Now you have an audience to sell other products to, either as an affiliate, or as a producer of new products.

A free product can be valuable for the end user and for your business.

Matthew Maier, personal & community health experiments

October 25th, 2018

Well, anything can work if you get lucky, and nearly anything can work if you have unique insight into your particular situation.

The standard guidance is that you should charge for your first version because otherwise you don't know if people are willing to pay for a solution to this problem.

A common failure mode is to build what you want to build, or what you THINK people want to buy, and then take it to the market and eventually find out that you can't sell it for enough money to make the venture profitable. Giving the functionality away for free is postponing that day of reckoning.

The particulars can change the standard guidance. For example, if you legitimately have a new market and a fast growing user base you might pour money into user acquisition and plan to monetize after you've blown any possible competition out of the market. But, even in that case, you probably aren't literally giving everything away for free. You might be working with advertisers behind the scenes to confirm that they will pay to access your audience.

You can adjust what you mean by "free product". Like you can offer a free trial, or a 100% money back guarantee, to help customers get started.

The bigger picture is that if you find yourself in this situation you probably don't understand your situation or aren't acting on that understanding. For example, if you are selling an expensive product to rich people or businesses they are going to want to see evidence of your own skin in the game and follow through. How much time, energy, and money have you already invested? What have you gotten for that investment? If you can't show them much because you don't believe in your own idea, why should they? If you can't show them much because you haven't achieved much, why would that change after you have their money? If you can't show them much because you don't have much so you haven't been able to get started, how are you going to handle the business if things get tight?

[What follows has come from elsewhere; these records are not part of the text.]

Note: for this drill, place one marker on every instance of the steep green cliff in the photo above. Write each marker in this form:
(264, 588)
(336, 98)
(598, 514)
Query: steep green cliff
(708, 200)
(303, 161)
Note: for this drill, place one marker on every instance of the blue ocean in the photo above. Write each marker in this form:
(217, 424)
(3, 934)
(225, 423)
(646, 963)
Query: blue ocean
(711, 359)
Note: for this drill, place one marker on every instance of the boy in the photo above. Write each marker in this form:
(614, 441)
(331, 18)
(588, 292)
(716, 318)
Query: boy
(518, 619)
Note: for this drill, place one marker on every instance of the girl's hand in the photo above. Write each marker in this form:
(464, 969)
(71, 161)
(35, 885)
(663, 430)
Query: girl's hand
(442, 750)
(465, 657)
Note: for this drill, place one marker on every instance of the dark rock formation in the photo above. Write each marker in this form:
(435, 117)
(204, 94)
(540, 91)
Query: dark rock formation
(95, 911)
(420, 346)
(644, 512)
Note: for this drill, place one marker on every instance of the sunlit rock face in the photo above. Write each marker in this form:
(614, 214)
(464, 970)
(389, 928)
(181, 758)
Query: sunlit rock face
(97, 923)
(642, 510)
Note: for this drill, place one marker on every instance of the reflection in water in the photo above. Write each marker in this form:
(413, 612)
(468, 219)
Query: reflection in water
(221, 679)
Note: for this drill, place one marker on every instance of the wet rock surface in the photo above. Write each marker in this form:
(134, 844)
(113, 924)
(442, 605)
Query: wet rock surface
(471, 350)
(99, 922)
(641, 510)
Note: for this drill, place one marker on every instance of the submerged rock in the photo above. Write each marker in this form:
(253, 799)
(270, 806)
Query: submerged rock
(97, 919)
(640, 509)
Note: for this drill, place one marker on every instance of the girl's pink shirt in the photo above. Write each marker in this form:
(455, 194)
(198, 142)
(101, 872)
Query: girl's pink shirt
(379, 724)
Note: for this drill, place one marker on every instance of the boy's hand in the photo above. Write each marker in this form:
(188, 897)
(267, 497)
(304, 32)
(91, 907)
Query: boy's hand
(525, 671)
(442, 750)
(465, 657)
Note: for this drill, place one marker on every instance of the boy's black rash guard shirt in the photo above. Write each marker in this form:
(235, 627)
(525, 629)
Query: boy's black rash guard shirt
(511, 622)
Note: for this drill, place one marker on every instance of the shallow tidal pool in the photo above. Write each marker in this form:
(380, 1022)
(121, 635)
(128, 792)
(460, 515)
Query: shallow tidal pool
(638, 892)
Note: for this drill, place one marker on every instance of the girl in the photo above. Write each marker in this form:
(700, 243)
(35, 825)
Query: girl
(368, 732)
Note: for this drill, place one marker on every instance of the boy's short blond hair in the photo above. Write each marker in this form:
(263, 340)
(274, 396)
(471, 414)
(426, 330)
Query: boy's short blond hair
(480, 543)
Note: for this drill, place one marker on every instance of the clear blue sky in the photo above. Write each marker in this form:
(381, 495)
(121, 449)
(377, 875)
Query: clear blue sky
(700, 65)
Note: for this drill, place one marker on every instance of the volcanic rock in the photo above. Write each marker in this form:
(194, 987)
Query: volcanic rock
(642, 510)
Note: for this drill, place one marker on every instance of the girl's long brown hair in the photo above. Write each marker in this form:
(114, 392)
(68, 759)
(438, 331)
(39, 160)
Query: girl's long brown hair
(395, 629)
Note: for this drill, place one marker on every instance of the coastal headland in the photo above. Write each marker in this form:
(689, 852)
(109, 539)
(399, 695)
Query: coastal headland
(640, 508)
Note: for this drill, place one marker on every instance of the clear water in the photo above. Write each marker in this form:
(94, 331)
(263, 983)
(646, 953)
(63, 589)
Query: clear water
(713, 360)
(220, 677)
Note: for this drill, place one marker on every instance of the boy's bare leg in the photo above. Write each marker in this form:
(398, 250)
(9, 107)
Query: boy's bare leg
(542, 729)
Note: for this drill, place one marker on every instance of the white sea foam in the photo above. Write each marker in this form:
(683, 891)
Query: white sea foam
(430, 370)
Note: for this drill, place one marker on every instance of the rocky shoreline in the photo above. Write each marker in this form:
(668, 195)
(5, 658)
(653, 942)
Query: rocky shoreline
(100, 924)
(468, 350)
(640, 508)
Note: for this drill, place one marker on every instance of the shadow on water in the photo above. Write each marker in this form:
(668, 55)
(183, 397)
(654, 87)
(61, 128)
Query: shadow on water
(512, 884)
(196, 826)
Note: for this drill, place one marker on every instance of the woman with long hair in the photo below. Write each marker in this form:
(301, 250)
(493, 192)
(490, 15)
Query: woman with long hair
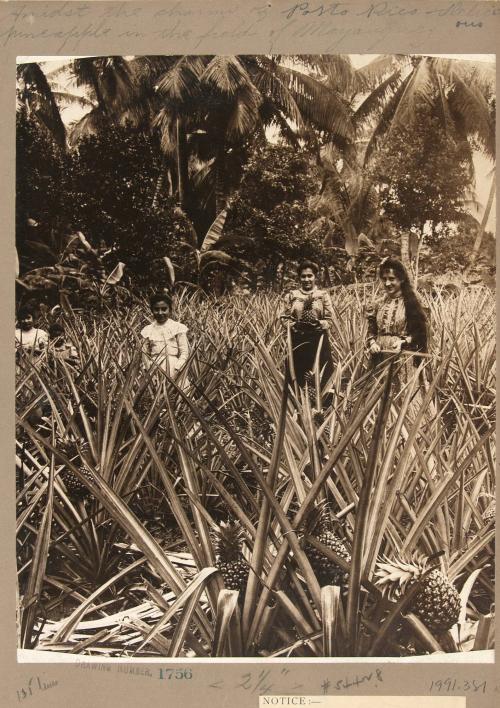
(311, 311)
(397, 321)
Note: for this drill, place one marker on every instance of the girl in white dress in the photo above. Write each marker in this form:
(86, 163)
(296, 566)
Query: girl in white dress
(166, 342)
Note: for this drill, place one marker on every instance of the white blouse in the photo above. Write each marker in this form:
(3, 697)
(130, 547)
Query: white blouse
(34, 339)
(167, 340)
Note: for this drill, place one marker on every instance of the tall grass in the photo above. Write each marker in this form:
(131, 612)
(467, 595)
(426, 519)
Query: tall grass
(402, 468)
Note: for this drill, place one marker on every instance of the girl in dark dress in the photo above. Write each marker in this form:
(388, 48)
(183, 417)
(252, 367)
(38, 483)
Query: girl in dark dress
(311, 312)
(397, 320)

Consumers don't tend to ask those questions, but they also don't spend as much money.

If your "customers" are saying they'll try your product, but only if they get if for free, they aren't the sort of customers you want to have.

Wes Zimmerman Our Experience helps you reach your goals.

October 28th, 2018

It depends, I usually say NO, You need trusted trial users, that you actually listen to when they are not impressed. too often we hear what we want to hear, this is not the time.